Line an 11 by 17-inch baking sheet with parchment paper, Silpat (or use butter). Set aside. Turn dough out onto a lightly floured surface and knead briefly. Divide dough into 24 equal pieces (a little more than 2 oz each) and shape into tight rolls. Place ½ -inch apart on baking sheet. Cover and set aside to rise for another hour, until doubled in size (the rolls will be touching). Heat oven to 375 degrees.
Whisk egg with 1 tbs water and a pinch of salt. Lightly brush tops of buns with egg wash. With a buttered, very sharp knife (or clean razor), slice a cross into top of each bun. Bake until golden brown, about 25 minutes.
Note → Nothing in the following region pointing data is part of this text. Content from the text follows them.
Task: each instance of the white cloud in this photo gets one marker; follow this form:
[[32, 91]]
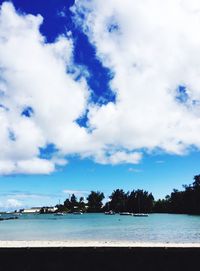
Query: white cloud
[[33, 75], [135, 170], [151, 47], [10, 204]]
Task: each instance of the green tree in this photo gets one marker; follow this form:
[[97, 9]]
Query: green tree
[[118, 200], [95, 201]]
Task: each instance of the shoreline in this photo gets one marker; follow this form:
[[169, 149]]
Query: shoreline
[[86, 243]]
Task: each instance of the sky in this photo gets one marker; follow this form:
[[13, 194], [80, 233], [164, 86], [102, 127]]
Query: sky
[[97, 97]]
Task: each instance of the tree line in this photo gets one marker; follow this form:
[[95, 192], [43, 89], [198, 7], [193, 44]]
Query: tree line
[[186, 201]]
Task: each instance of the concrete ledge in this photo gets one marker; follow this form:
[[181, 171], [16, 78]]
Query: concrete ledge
[[99, 258]]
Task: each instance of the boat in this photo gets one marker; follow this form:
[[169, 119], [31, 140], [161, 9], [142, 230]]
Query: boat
[[59, 214], [109, 213], [140, 215], [77, 213], [126, 213]]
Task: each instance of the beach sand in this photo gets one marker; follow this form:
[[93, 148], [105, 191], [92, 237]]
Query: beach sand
[[86, 243]]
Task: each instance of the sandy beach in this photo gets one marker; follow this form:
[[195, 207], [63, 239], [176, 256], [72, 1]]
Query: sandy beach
[[83, 243]]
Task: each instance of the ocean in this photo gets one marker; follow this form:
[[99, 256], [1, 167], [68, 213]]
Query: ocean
[[167, 228]]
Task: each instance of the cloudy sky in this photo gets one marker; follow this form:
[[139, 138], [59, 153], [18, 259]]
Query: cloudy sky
[[97, 96]]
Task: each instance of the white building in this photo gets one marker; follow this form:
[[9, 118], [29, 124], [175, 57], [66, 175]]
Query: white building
[[32, 210]]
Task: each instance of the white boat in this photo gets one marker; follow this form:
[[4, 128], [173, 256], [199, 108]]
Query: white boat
[[126, 213], [77, 213], [59, 214], [141, 215], [109, 213]]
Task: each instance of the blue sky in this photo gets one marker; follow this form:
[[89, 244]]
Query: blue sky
[[93, 98]]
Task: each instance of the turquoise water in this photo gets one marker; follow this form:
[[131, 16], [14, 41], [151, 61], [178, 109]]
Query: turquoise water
[[155, 228]]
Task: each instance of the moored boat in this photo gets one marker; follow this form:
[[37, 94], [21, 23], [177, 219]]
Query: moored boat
[[141, 215], [126, 213], [59, 214], [77, 213], [109, 213]]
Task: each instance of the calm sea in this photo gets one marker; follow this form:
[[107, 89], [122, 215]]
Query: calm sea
[[155, 228]]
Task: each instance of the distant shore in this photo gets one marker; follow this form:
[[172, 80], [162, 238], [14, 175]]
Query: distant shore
[[86, 243]]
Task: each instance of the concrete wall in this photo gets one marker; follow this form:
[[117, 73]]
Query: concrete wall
[[99, 259]]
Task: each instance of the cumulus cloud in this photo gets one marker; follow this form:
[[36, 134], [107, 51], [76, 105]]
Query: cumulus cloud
[[10, 204], [40, 100], [152, 49]]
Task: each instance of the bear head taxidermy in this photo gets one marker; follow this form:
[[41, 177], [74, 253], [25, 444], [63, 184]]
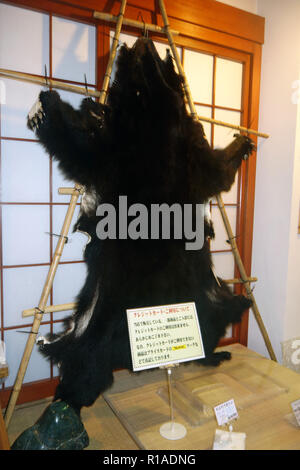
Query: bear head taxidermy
[[144, 145]]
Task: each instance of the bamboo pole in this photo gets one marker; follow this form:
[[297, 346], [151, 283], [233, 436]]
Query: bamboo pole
[[75, 193], [26, 77], [50, 309], [135, 24], [112, 53], [219, 197], [72, 305], [244, 277], [38, 316]]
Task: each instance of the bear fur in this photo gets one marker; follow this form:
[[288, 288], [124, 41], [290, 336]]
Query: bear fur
[[143, 144]]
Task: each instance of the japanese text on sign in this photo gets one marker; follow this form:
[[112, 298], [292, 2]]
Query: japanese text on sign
[[164, 335]]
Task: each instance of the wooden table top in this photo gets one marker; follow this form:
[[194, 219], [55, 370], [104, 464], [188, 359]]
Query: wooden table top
[[262, 391]]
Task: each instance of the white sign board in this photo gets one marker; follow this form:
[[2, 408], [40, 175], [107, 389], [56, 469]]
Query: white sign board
[[164, 335]]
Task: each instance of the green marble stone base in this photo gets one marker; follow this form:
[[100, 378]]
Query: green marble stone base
[[59, 428]]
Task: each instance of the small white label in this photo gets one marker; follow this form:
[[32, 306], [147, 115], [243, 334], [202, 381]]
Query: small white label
[[225, 412], [296, 409], [229, 440]]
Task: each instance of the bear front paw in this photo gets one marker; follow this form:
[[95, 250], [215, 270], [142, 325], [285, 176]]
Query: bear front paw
[[247, 145], [35, 116]]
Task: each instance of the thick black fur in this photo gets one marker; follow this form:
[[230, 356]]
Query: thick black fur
[[142, 144]]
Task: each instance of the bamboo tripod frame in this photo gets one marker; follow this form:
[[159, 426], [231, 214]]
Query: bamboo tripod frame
[[78, 190], [75, 193]]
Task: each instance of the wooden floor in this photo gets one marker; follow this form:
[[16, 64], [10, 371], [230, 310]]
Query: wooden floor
[[129, 416]]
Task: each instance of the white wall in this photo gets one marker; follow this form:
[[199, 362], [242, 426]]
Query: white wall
[[276, 247]]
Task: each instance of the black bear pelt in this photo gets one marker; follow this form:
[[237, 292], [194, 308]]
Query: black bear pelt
[[145, 145]]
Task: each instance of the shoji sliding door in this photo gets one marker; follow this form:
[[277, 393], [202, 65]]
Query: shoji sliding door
[[32, 211]]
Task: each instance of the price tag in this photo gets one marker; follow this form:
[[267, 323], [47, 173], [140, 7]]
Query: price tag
[[225, 412], [296, 409], [229, 440]]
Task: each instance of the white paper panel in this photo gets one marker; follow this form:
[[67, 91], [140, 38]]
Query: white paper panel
[[228, 333], [28, 283], [198, 68], [231, 197], [223, 136], [38, 367], [19, 98], [24, 234], [219, 243], [24, 40], [224, 265], [24, 173], [229, 77], [74, 50], [73, 250], [206, 112]]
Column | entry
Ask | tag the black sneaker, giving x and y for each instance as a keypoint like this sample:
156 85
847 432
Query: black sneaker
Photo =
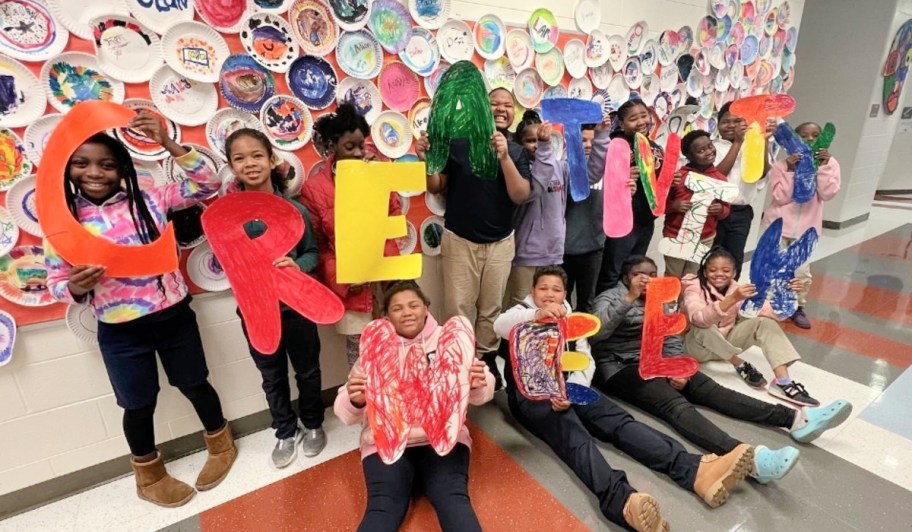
751 376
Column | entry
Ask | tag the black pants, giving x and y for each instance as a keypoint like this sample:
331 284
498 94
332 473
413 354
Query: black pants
444 479
617 250
300 344
731 233
676 408
582 273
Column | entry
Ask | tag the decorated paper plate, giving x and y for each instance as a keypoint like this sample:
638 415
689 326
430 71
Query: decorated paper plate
490 36
21 99
313 81
391 24
455 41
29 32
74 77
431 234
287 121
350 15
126 50
82 322
14 164
205 271
314 26
269 40
359 54
421 54
363 94
76 16
392 134
159 16
225 16
186 101
430 14
195 51
225 122
140 146
246 84
23 277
Transfer pan to a wire rack to cool completely.
For glaze: In a medium bowl, whisk together confectioner’s sugar, lemon juice and milk. Pipe or drizzle glaze into crosses.
For bread pudding: Slice five hot cross buns into cubes. Toss with 3 tbs melted butter, then ¼ cup brown sugar. Place in baking dish. Whisk together 2 eggs, ¼ cup cream ½ cup milk. Pour over bread and leave to soak 15 minutes. Cover and bake at 350 degrees for about 20-25 minutes, or until set.